Erase una vez dos arboles pequeños, un roble y un haya que fueron plantados en la entrada de una hermosa finca. El roble se hizo hermoso y grande enseguida, mientras el haya parecía derrengado, triste y contenido, el roble le atrapaba con sus ramas por arriba y sus raíces por abajo, le limitaba la absorción del agua de la tierra, y le tapaba la luz del sol, sólo le quedaba crecer débilmente hacia arriba para poder atrapar algún rayo de sol.

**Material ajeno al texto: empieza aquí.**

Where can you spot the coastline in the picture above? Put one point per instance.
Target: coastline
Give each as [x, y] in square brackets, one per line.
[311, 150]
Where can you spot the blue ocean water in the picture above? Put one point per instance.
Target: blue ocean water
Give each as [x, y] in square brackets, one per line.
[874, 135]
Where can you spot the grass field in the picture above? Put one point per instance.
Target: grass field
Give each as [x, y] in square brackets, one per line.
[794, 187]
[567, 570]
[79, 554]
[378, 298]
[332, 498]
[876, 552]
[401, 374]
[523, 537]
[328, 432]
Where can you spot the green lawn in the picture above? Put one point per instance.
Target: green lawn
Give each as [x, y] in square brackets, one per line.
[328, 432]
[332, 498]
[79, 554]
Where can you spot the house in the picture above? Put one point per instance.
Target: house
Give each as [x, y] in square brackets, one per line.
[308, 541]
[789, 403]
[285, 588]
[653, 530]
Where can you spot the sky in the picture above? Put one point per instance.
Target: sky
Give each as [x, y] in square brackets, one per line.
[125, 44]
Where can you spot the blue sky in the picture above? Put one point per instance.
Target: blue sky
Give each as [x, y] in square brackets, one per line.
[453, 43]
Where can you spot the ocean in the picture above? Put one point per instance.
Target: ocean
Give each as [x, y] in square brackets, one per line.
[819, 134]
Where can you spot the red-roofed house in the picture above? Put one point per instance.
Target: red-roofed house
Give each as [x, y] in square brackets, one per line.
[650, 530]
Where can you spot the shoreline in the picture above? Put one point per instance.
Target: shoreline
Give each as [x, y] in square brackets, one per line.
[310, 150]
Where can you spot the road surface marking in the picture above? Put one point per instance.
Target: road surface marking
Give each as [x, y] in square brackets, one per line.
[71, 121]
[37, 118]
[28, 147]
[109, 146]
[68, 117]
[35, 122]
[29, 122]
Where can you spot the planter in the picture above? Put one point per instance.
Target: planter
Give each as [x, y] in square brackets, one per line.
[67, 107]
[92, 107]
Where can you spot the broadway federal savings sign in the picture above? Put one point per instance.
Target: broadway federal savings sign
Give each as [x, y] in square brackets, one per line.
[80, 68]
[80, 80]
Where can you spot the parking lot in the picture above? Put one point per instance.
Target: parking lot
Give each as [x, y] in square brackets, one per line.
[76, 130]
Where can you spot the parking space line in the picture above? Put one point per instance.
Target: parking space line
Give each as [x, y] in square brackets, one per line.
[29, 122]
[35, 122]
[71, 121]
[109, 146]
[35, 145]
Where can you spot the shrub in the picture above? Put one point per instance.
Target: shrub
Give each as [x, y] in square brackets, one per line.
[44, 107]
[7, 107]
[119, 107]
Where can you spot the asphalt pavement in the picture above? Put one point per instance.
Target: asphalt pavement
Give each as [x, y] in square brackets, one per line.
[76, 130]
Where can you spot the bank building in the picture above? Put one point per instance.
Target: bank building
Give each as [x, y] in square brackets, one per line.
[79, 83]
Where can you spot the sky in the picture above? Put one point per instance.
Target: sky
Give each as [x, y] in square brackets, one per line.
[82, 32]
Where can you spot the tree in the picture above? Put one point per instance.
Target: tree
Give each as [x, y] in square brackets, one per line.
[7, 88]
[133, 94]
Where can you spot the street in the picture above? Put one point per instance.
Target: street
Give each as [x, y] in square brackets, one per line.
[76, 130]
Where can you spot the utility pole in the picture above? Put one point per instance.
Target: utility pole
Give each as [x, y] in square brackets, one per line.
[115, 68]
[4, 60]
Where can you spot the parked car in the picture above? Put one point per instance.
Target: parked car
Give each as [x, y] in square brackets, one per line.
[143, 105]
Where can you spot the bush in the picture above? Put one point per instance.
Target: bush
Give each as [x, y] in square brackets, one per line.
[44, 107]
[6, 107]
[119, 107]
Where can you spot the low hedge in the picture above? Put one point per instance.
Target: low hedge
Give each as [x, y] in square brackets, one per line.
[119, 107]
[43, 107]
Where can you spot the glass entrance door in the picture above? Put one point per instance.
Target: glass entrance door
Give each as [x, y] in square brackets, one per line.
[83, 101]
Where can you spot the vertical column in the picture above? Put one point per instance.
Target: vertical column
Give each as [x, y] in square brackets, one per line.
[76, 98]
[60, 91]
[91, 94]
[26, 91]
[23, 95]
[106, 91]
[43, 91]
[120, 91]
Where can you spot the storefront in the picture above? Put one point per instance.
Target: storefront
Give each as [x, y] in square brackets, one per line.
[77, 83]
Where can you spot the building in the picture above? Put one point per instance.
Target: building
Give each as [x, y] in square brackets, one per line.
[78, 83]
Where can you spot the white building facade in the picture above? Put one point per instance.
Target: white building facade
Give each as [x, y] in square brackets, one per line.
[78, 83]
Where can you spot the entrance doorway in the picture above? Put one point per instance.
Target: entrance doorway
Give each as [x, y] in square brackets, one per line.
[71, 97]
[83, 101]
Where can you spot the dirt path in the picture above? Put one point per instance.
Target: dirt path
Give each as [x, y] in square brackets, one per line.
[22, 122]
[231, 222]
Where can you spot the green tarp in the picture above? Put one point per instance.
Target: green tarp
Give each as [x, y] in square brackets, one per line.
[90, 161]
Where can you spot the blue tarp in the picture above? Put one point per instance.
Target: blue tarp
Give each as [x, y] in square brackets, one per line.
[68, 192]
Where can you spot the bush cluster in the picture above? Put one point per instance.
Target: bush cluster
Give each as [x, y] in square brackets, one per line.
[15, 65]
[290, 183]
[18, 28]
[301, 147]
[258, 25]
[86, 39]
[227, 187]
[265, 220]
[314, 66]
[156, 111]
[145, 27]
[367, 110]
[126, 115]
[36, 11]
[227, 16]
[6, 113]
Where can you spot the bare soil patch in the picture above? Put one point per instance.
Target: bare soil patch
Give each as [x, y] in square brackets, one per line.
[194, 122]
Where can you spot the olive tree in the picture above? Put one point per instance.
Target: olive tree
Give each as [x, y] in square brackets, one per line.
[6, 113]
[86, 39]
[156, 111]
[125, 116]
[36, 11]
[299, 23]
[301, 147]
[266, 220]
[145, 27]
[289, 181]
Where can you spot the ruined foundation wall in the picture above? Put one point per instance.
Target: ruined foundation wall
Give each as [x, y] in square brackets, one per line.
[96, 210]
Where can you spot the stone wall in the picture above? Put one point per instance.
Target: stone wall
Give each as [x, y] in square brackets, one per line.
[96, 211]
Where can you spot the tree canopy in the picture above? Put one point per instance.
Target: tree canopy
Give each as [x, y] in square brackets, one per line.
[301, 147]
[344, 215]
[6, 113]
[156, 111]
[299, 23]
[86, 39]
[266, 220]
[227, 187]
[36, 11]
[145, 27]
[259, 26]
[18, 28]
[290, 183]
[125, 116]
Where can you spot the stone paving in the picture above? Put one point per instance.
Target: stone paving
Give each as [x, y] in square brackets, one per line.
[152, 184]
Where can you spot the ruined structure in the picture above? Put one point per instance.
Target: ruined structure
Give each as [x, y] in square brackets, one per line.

El guardia pasó un día y se quedó admirando la belleza del roble, mientras pensaba que le podía pasar al haya, no entendía por que no crecía, por que sus ramas parecían atadas a su tronco, y apenas asomaban por sus ramillas cuatro hojas.
El guardia pensó y pensó, y decidió arriesgarse a trasplantarlo, ya que sus sospechas de que sufría por posesión de su espacio por el roble podía ser un motivo de su lento crecimiento al echar raices y ramas y de su aspecto enfermizo.
Así que con unos compañeros, lo llevo cerca de un riachuelo y allí esperaron día tras día que se repusiera, y así fue se convirtió en el árbol radiante, alto, muy alto, con una copa enorme de ramas que se extendían en un ancho perímetro, era el más bonito de la zona. El roble no le dejaba crecer y desarrollarse libre y el cambio fue su salvación.
El guardián se sentía muy orgulloso de verle así, le gustaba admirar su belleza y su capacidad de superación.